SANDOZ Abram-Louis, «Journal 1737-1759», in Alfred CHAPUIS, La pendulerie neuchâteloise, Paris/Neuchâtel: Attinger, 1917, p. 215.

«Puis la Société [de musique, fondée en 1764 pour accompagner le chant d’église à Lausanne] dépêcha l’un de ses membres à La Chaux-du-Milieu, dans le comté de Neuchâtel, pour faire l’achat de deux trompettes.»

Actes de la Société de musique [de Lausanne], 6.6.1764, in Jacques BURDET, La musique dans le Pays de Vaud sous le régime Bernois, Lausanne: Payot, 1963, p. 313.

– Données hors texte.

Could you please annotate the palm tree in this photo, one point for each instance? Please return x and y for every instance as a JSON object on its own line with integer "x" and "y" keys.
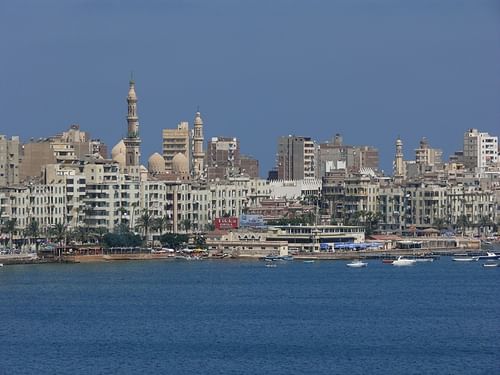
{"x": 33, "y": 231}
{"x": 144, "y": 222}
{"x": 462, "y": 222}
{"x": 81, "y": 234}
{"x": 58, "y": 232}
{"x": 439, "y": 223}
{"x": 10, "y": 227}
{"x": 99, "y": 233}
{"x": 186, "y": 224}
{"x": 160, "y": 224}
{"x": 484, "y": 222}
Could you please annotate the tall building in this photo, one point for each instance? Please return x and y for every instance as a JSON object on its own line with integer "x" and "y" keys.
{"x": 426, "y": 155}
{"x": 335, "y": 155}
{"x": 296, "y": 158}
{"x": 480, "y": 150}
{"x": 399, "y": 165}
{"x": 9, "y": 160}
{"x": 175, "y": 141}
{"x": 198, "y": 154}
{"x": 132, "y": 141}
{"x": 223, "y": 157}
{"x": 65, "y": 148}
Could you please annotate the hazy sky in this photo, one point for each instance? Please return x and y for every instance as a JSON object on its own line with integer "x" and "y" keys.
{"x": 368, "y": 69}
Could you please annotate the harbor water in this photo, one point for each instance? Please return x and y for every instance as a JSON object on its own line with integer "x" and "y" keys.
{"x": 240, "y": 317}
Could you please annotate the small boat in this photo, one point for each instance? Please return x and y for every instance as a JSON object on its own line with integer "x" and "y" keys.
{"x": 357, "y": 264}
{"x": 465, "y": 259}
{"x": 400, "y": 262}
{"x": 489, "y": 255}
{"x": 490, "y": 264}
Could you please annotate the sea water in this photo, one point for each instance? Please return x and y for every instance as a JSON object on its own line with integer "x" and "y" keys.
{"x": 240, "y": 317}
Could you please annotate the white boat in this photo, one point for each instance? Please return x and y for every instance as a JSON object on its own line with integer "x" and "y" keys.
{"x": 403, "y": 262}
{"x": 489, "y": 255}
{"x": 490, "y": 264}
{"x": 357, "y": 264}
{"x": 424, "y": 260}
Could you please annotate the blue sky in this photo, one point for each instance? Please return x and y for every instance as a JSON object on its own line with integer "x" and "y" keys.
{"x": 368, "y": 69}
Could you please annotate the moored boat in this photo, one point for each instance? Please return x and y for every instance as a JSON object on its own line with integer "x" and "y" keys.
{"x": 357, "y": 264}
{"x": 489, "y": 255}
{"x": 403, "y": 262}
{"x": 490, "y": 264}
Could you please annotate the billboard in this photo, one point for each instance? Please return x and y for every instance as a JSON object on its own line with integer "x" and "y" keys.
{"x": 226, "y": 222}
{"x": 252, "y": 221}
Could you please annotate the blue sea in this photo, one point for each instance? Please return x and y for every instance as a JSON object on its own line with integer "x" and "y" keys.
{"x": 240, "y": 317}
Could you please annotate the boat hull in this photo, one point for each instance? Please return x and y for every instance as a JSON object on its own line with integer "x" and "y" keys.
{"x": 357, "y": 265}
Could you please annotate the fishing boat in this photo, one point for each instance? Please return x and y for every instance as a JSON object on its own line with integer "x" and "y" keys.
{"x": 401, "y": 262}
{"x": 357, "y": 264}
{"x": 490, "y": 264}
{"x": 488, "y": 256}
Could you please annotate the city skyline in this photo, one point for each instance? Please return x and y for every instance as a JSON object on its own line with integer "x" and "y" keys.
{"x": 313, "y": 71}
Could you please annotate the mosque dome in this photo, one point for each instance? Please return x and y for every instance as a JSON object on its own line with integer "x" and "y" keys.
{"x": 118, "y": 149}
{"x": 197, "y": 119}
{"x": 120, "y": 159}
{"x": 131, "y": 91}
{"x": 156, "y": 163}
{"x": 180, "y": 164}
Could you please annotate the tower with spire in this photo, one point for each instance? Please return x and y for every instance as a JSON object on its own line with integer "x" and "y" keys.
{"x": 399, "y": 167}
{"x": 198, "y": 154}
{"x": 132, "y": 141}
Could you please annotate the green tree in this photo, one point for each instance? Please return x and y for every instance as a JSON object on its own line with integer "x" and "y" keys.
{"x": 144, "y": 222}
{"x": 186, "y": 225}
{"x": 160, "y": 224}
{"x": 174, "y": 240}
{"x": 484, "y": 222}
{"x": 10, "y": 227}
{"x": 58, "y": 233}
{"x": 99, "y": 233}
{"x": 80, "y": 234}
{"x": 33, "y": 231}
{"x": 439, "y": 223}
{"x": 127, "y": 239}
{"x": 462, "y": 223}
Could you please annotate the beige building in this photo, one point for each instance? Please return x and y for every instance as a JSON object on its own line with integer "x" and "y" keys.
{"x": 9, "y": 160}
{"x": 296, "y": 158}
{"x": 175, "y": 141}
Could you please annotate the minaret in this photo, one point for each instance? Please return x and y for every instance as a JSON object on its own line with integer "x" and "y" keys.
{"x": 132, "y": 141}
{"x": 198, "y": 154}
{"x": 399, "y": 168}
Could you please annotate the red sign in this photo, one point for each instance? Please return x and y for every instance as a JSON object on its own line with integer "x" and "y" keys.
{"x": 226, "y": 222}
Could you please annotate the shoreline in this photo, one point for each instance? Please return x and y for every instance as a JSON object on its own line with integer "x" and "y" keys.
{"x": 337, "y": 256}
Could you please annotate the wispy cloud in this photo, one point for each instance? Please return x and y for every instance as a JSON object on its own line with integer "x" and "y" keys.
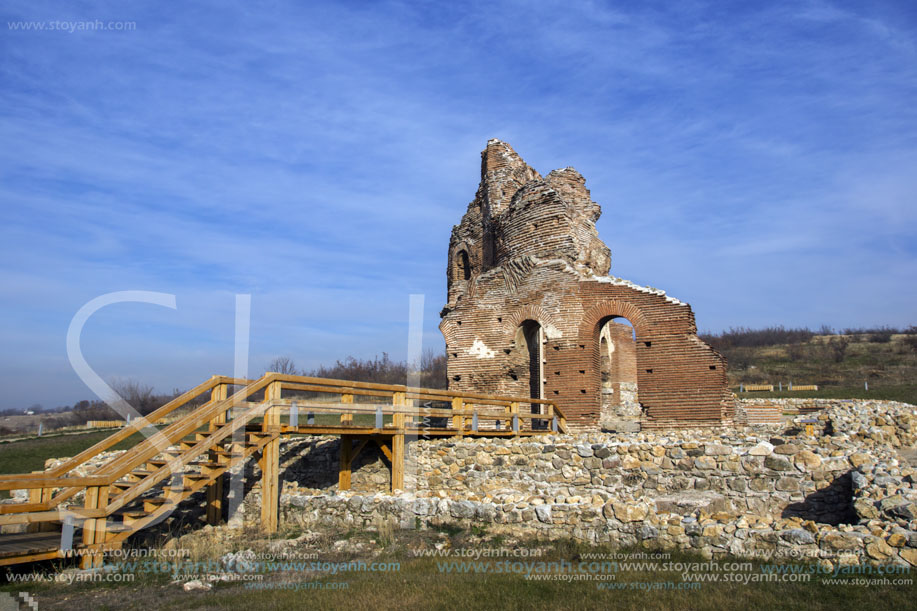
{"x": 317, "y": 155}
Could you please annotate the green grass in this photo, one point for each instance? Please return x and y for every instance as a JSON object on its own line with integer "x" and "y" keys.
{"x": 30, "y": 455}
{"x": 423, "y": 583}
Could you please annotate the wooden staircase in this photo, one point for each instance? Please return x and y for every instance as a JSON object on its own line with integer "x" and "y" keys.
{"x": 145, "y": 484}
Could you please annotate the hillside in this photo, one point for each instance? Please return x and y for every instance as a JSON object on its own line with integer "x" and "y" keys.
{"x": 840, "y": 364}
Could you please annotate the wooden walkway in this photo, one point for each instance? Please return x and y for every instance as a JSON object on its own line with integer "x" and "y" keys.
{"x": 143, "y": 486}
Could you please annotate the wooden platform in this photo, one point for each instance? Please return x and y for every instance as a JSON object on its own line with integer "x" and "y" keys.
{"x": 143, "y": 485}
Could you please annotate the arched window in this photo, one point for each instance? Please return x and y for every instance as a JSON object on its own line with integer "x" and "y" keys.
{"x": 462, "y": 266}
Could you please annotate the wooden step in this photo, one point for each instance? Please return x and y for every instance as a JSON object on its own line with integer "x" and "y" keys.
{"x": 129, "y": 517}
{"x": 176, "y": 493}
{"x": 153, "y": 504}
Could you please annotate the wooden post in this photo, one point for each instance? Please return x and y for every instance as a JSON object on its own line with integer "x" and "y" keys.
{"x": 346, "y": 418}
{"x": 398, "y": 400}
{"x": 94, "y": 528}
{"x": 270, "y": 463}
{"x": 458, "y": 421}
{"x": 215, "y": 489}
{"x": 344, "y": 471}
{"x": 219, "y": 393}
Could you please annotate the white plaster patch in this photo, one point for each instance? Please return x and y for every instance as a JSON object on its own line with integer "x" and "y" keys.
{"x": 480, "y": 350}
{"x": 552, "y": 332}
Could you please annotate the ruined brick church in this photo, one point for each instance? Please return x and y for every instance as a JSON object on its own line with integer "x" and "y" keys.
{"x": 533, "y": 312}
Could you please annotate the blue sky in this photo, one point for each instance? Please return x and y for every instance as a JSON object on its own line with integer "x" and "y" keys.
{"x": 756, "y": 161}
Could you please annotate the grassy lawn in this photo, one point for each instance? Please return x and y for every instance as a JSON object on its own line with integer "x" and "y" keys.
{"x": 426, "y": 583}
{"x": 30, "y": 455}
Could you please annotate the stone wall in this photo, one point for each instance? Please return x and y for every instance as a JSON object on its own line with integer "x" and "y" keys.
{"x": 844, "y": 496}
{"x": 527, "y": 250}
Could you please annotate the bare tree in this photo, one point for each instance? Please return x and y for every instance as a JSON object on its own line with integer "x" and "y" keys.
{"x": 138, "y": 395}
{"x": 838, "y": 347}
{"x": 283, "y": 364}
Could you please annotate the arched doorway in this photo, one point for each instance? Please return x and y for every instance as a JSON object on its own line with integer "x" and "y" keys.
{"x": 528, "y": 362}
{"x": 617, "y": 347}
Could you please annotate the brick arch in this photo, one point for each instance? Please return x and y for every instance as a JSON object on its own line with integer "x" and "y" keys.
{"x": 589, "y": 331}
{"x": 612, "y": 307}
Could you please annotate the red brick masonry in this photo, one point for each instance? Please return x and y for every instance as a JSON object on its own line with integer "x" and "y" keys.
{"x": 527, "y": 250}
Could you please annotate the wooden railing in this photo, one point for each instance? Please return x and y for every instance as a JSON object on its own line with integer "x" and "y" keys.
{"x": 393, "y": 413}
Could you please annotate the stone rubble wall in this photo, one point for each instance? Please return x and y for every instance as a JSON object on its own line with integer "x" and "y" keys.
{"x": 842, "y": 497}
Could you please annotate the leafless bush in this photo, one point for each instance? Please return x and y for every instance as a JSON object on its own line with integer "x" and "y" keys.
{"x": 284, "y": 365}
{"x": 837, "y": 348}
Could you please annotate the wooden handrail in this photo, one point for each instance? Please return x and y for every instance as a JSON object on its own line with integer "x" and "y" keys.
{"x": 446, "y": 394}
{"x": 154, "y": 445}
{"x": 118, "y": 436}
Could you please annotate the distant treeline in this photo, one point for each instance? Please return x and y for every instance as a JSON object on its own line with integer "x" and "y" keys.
{"x": 140, "y": 396}
{"x": 743, "y": 337}
{"x": 379, "y": 370}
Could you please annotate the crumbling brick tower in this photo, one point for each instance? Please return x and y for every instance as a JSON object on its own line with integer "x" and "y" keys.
{"x": 531, "y": 311}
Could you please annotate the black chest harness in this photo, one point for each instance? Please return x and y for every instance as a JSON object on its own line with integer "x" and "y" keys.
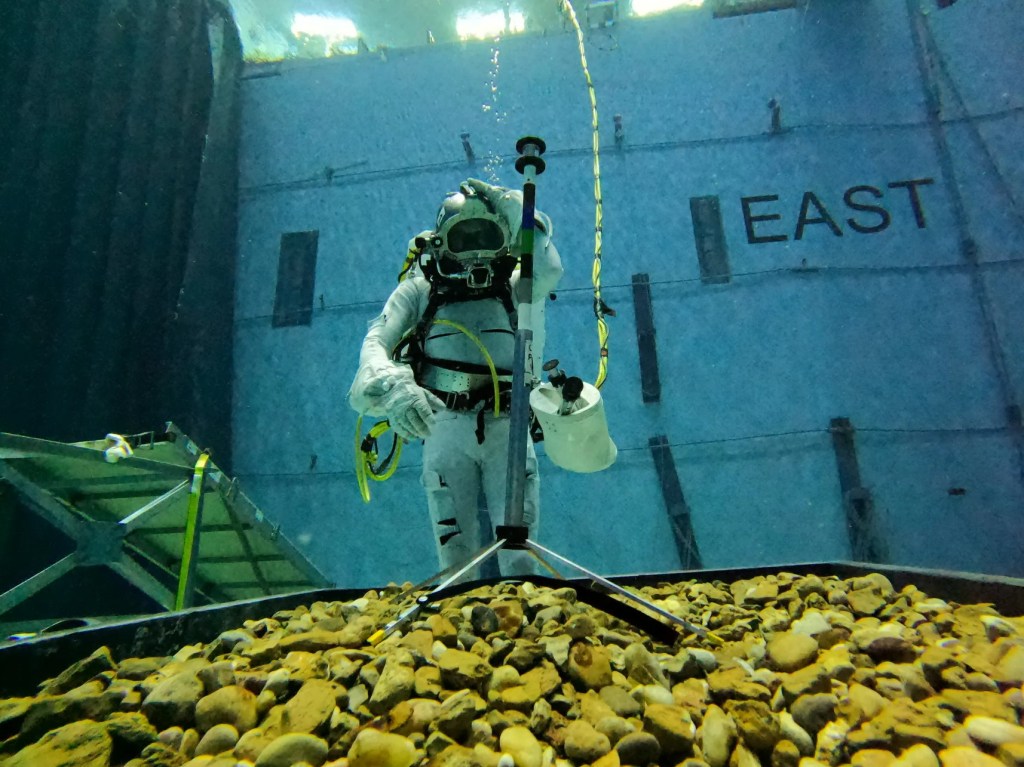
{"x": 412, "y": 349}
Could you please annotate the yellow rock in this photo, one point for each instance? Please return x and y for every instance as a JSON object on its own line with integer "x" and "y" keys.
{"x": 993, "y": 731}
{"x": 375, "y": 749}
{"x": 962, "y": 756}
{"x": 519, "y": 743}
{"x": 916, "y": 756}
{"x": 872, "y": 758}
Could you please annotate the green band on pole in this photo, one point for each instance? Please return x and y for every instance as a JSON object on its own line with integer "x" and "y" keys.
{"x": 189, "y": 548}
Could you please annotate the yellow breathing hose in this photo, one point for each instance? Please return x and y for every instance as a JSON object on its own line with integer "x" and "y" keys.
{"x": 365, "y": 459}
{"x": 600, "y": 309}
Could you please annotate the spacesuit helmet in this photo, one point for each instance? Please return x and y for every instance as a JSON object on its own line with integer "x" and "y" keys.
{"x": 469, "y": 238}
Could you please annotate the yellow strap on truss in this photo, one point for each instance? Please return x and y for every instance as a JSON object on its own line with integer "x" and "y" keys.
{"x": 195, "y": 496}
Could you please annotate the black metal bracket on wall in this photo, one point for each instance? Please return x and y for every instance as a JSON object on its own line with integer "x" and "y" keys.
{"x": 866, "y": 543}
{"x": 675, "y": 504}
{"x": 650, "y": 382}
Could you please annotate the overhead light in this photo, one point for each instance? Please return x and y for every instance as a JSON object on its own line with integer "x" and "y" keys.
{"x": 482, "y": 26}
{"x": 648, "y": 7}
{"x": 332, "y": 29}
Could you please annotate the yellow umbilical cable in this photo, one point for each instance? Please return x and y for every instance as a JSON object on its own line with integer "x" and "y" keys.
{"x": 599, "y": 307}
{"x": 364, "y": 460}
{"x": 486, "y": 356}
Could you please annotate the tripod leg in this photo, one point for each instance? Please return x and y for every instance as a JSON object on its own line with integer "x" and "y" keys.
{"x": 460, "y": 569}
{"x": 544, "y": 563}
{"x": 700, "y": 631}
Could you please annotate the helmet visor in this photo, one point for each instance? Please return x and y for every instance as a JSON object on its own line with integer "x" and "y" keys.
{"x": 475, "y": 235}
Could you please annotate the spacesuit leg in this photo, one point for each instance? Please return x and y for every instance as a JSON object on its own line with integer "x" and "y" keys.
{"x": 452, "y": 481}
{"x": 495, "y": 468}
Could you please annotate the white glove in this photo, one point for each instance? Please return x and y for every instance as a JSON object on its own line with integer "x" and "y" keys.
{"x": 410, "y": 408}
{"x": 508, "y": 204}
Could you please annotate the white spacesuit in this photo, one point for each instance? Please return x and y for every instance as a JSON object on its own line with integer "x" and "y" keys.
{"x": 440, "y": 387}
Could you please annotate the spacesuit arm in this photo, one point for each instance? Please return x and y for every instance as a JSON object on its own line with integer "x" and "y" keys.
{"x": 378, "y": 373}
{"x": 547, "y": 273}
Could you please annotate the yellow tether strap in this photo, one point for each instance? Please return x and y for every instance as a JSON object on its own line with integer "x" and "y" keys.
{"x": 599, "y": 307}
{"x": 195, "y": 495}
{"x": 364, "y": 461}
{"x": 486, "y": 356}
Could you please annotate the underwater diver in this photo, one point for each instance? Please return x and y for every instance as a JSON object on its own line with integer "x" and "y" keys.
{"x": 424, "y": 363}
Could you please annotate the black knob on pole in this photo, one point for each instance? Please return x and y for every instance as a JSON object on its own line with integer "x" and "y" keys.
{"x": 530, "y": 148}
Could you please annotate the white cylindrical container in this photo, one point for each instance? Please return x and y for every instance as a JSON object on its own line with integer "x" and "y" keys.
{"x": 579, "y": 440}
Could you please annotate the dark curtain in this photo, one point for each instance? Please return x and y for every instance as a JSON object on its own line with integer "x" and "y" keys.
{"x": 119, "y": 123}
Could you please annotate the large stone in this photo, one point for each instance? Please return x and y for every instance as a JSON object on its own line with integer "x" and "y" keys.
{"x": 510, "y": 615}
{"x": 814, "y": 712}
{"x": 673, "y": 728}
{"x": 131, "y": 732}
{"x": 396, "y": 683}
{"x": 621, "y": 701}
{"x": 993, "y": 731}
{"x": 218, "y": 739}
{"x": 638, "y": 749}
{"x": 293, "y": 748}
{"x": 48, "y": 713}
{"x": 791, "y": 651}
{"x": 80, "y": 673}
{"x": 519, "y": 743}
{"x": 757, "y": 725}
{"x": 307, "y": 712}
{"x": 458, "y": 712}
{"x": 589, "y": 667}
{"x": 173, "y": 701}
{"x": 962, "y": 756}
{"x": 78, "y": 744}
{"x": 584, "y": 743}
{"x": 719, "y": 736}
{"x": 232, "y": 705}
{"x": 642, "y": 668}
{"x": 460, "y": 670}
{"x": 375, "y": 749}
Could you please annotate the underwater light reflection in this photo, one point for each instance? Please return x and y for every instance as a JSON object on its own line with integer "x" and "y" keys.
{"x": 481, "y": 26}
{"x": 333, "y": 29}
{"x": 648, "y": 7}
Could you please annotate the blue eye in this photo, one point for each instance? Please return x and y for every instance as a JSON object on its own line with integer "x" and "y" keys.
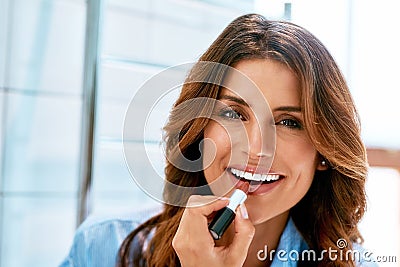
{"x": 231, "y": 114}
{"x": 290, "y": 123}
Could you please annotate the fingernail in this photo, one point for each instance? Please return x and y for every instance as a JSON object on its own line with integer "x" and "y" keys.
{"x": 243, "y": 211}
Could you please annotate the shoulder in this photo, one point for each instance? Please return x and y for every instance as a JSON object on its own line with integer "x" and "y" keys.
{"x": 97, "y": 240}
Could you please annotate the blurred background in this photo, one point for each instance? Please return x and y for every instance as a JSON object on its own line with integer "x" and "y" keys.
{"x": 69, "y": 68}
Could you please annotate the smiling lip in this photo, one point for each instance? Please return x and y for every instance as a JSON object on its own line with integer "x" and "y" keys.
{"x": 261, "y": 181}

«[…] Mr le Ministre Leemann, Pasteur de Belp, [qui] me dit que Mr le Trésorier de Wattenville avoit si fort gouté les hauts-bois de notre musique d’église qu’il en avait introduit de semblables à Belp et dans plusieurs autres églises du pays Allemand [= en Suisse alémanique], en les faisant faire chés le Sr Jeanneret, riere le Locle.»

FRÊNE Théophile Rémy, Journal de ma vie, vol. III, 1780-1788, Porrentruy/Bienne: Société jurassienne d’émulation, 1994, p. 300.